For sputtering with a target, there is known a method of film formation with a metal compound which comprises introducing a reactive gas followed by reacting the reactive gas with a metal (reactive sputtering method). This method is characterized in that, in general, Al, Si or the like is used as the target, a rare gas such as He or Ar is used as the process gas, and O2, N2 or the like is used as the reactive gas; and that the target is reacted with the reactive gas and, as a result, a metal compound is formed on a substrate.
For high-speed film formation according to conventional reactive sputtering, employed is a method of controlling the reactive gas flow rate by monitoring the plasma emission intensity, the voltage and the inner pressure followed by feeding the data back to the mass flow controller (see U.S. Pat. No. 4,166,784). In this method, however, in case where the film formation speed greatly differs between metal and metal compound such as Al and Al2O3 and when a metal compound having a sufficient stoichiometric ratio is formed into a film through reactive sputtering, then there may occur a problem in that the film formation speed of the metal compound is relatively low as compared with the film formation speed of the metal alone.
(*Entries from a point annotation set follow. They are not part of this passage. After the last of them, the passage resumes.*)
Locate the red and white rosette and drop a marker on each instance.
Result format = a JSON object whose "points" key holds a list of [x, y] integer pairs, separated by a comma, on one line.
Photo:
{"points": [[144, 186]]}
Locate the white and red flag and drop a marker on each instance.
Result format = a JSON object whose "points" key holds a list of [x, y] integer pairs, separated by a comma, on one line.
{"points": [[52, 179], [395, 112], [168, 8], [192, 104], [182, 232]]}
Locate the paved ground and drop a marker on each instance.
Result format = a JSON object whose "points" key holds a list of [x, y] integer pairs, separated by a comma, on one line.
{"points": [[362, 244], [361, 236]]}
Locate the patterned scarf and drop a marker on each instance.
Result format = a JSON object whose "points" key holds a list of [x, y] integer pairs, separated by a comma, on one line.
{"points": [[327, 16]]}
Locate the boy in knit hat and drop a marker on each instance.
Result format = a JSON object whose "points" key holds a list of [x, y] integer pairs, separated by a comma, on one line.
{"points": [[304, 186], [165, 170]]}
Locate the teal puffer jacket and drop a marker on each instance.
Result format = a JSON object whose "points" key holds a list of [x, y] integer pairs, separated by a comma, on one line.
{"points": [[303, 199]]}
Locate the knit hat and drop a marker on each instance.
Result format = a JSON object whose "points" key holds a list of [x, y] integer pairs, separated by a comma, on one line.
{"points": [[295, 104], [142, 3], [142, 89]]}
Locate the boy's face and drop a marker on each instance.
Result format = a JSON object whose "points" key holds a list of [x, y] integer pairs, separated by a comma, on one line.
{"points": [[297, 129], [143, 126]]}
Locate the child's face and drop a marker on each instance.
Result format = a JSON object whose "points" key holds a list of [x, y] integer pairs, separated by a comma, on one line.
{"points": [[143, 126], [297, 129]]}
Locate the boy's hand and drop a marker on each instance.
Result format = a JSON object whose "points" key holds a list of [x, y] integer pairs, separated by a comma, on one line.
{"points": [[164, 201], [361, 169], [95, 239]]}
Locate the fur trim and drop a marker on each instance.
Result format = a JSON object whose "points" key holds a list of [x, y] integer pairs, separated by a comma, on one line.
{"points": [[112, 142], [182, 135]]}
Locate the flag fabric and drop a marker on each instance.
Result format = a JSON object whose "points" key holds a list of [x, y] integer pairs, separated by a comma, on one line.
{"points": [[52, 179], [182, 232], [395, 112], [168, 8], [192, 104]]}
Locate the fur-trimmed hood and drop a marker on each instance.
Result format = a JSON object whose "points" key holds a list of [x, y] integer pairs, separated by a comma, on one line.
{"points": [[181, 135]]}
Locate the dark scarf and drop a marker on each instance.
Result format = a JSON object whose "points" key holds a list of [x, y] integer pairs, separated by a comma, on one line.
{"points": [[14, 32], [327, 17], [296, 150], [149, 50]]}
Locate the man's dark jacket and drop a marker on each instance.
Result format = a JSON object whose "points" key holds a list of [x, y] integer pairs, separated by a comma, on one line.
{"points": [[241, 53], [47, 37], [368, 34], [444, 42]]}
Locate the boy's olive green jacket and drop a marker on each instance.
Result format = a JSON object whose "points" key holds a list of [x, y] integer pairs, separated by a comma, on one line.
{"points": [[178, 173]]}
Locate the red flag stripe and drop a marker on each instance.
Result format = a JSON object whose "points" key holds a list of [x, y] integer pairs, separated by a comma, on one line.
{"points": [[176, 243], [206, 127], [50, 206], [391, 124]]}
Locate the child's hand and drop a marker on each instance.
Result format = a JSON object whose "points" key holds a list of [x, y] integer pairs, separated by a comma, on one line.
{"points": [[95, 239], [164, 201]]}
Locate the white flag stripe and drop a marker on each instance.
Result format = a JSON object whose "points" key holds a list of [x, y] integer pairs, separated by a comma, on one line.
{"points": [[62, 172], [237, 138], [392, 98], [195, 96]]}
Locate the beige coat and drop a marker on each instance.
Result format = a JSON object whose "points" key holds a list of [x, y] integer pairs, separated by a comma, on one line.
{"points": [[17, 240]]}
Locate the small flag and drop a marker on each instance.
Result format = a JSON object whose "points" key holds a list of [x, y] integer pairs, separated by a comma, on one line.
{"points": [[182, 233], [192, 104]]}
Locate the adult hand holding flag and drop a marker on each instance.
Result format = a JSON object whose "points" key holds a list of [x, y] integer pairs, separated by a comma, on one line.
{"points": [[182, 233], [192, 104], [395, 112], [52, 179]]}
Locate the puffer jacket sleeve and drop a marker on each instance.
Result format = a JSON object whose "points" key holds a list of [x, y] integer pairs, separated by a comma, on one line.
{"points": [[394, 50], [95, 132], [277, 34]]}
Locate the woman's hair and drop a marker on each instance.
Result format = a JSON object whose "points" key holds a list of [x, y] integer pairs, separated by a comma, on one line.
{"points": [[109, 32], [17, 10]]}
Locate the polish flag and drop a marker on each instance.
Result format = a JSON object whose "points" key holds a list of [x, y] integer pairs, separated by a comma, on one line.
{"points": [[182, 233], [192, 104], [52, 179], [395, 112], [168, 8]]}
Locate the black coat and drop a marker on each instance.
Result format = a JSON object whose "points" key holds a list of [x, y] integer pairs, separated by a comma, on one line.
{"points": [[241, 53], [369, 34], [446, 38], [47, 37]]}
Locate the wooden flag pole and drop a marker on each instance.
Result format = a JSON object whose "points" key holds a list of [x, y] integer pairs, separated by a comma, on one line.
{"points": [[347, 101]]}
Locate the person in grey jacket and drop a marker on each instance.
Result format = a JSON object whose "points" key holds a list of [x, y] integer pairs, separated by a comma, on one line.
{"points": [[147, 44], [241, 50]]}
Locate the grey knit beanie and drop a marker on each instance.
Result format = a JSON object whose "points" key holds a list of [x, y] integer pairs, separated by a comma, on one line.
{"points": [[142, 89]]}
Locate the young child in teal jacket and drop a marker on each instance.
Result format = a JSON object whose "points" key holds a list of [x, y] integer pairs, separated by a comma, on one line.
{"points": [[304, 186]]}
As another method, there is known a substrate bias method which comprises applying a bias to a substrate to promote the reaction of a reactive gas and a metal on the substrate when a film of a metal compound is formed on a substrate (e.g., JP-A 4-154963). In this method, the film formation speed is high since the film formation is carried for a metal; in this, however, the film formed is re-etched on the substrate, therefore causing a problem in that the film surface may be roughened and the film density may lower.
In addition, also known is a modification of the substrate bias method, in which magnets are provided on the back of the substrate to lower the discharge voltage thereby to prevent the formed film from being re-etched, and the modified method satisfies both the film damage reduction and the high-speed film formation (JP-A 58-133376). However, in the method described in JP-A 58-133376, magnets are so provided to the carousel-type substrate holder that they may generate a magnetic field in the direction parallel to the rotary axis direction of the carousel, and therefore, electrons rotate on the periphery of the carousel. Accordingly, in this, when the electrons are not discharged on the entire periphery, the electrons may be shifted and the efficiency may worsen. Therefore, in the method, the discharging must occur in every site on the carousel periphery, and continuous film formation that requires substrate change is impossible.
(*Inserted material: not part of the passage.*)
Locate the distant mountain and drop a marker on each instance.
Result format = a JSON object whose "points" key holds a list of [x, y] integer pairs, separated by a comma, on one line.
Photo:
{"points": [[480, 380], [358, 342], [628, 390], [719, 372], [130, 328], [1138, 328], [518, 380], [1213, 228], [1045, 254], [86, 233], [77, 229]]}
One reason for lowering most the production speed in film production in a mode of vacuum film formation is that vacuum breaking and degassing into vacuum takes too much time. To solve the problem and to improve the producibility, continuous film formation such as roll-to-roll film formation not requiring vacuum breaking is desired, and a sputtering apparatus is desired, which may be driven at a high film formation speed and may secure continuous film formation with less damage to the formed film.
A conventional reactive sputtering apparatus is described with reference to FIG. 4. In FIG. 4, 1 is the traveling direction of a supporting substrate, 2 is the supporting substrate, 3 is a rotary pump, 4 is a turbomolecular pump, 5 is a vent, 6 is an earth shield, 7 is a pass roll, 10 is cooling water, 11 is a drum, 12 is a chamber, 13 is an RF power source for matching box and drum, 15 is a vent, 17 is a target, 19 is a process gas and reactive gas introduction port, 20 is a magnet for target provided on a cathode, 21 is an RF power source for matching box and target (the same shall apply also to FIGS. 1, 5 and 6).
In the reactive sputtering apparatus, a continuous film is used as the supporting substrate, and the continuous film is conveyed with the drum. From the RF power source 13 for matching box and drum, a power is applied to the supporting substrate 2 for film formation thereon, whereby the reactive gas is changed to a plasma state and led on the supporting substrate, therefore promoting the reaction with the metal sputtered from the target 17 to form a thin film of a metal compound on the supporting substrate 2. However, this apparatus could not evade the above-mentioned prior-art problems.